Le gouvernement offre 23 millions aux chasseurs Charles Jaigu
[16 août 2005]
Après le «cadeau d'anniversaire» de 9 millions d'euros fait en juillet au
Conservatoire du littoral et annoncé en fanfare par Jacques Chirac, à
l'occasion des trente ans de l'organisme, le gouvernement s'apprête à offrir une belle rallonge à un autre établissement public, l'Office national de la chasse. L'ONC devrait recevoir
une dotation annuelle de 23 millions d'euros.
Cette somme, versée sans roulements de tambours, renfloue une institution aux abois depuis quelques années. Sous la tutelle de l'État, elle était néanmoins financée par les chasseurs.
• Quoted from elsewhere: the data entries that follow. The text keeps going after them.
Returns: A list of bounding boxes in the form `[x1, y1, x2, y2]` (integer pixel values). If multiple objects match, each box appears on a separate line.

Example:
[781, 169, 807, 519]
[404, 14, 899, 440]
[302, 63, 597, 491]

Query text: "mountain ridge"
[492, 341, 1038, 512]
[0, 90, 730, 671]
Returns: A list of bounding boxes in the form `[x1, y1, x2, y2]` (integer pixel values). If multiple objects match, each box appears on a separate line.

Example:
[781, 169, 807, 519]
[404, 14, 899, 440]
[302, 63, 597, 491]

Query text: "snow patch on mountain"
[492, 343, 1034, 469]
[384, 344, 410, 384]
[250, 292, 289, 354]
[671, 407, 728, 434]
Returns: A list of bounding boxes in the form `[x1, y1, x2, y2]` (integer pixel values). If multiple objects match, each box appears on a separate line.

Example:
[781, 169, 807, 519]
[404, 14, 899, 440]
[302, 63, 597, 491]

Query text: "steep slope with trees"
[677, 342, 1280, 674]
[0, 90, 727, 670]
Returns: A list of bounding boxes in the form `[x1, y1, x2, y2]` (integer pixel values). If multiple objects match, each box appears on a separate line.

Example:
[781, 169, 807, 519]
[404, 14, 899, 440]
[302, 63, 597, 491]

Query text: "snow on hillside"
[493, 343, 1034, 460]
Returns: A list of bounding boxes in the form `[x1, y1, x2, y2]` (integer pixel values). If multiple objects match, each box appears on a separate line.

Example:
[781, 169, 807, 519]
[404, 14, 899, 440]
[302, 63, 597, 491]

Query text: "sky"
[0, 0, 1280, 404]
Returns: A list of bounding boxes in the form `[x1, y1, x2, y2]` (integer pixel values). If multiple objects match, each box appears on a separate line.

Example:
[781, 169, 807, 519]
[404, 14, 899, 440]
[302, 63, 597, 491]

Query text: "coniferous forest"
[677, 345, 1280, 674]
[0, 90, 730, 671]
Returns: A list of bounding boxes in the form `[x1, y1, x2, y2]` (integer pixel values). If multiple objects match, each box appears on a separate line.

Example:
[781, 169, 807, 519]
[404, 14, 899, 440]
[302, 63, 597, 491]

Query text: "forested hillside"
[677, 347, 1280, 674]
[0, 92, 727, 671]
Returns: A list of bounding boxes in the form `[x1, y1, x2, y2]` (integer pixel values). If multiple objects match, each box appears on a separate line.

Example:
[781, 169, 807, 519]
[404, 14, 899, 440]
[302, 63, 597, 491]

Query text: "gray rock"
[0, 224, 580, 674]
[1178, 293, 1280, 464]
Les voici rassurés: la cotisation qu'ils payent chaque année n'augmentera donc pas d'ici à 2007...
Cette opération, qui régularise des dépenses engagées à la demande de l'État – tel la fonctionnarisation de 1 600 gardes-chasses – s'inscrit dans le
droit fil des nombreuses améliorations de la vie des chasseurs, consenties
par la majorité depuis 2002: suppression du jour sans chasse imposé par
Dominique Voynet en 2000, fin des contrôles a priori des fédérations,
guichet unique pour la validation du permis. Quant à la querelle sur les
dates d'ouverture et de fermeture du gibier d'eau, elle est médiatisée par
le mécontentement des chasseurs de Camargue, des Landes, et de Picardie, alors que «dans les trois quarts des départements, les chasseurs sont satisfaits des dates d'ouverture», convient un membre de la Fédération nationale de la chasse.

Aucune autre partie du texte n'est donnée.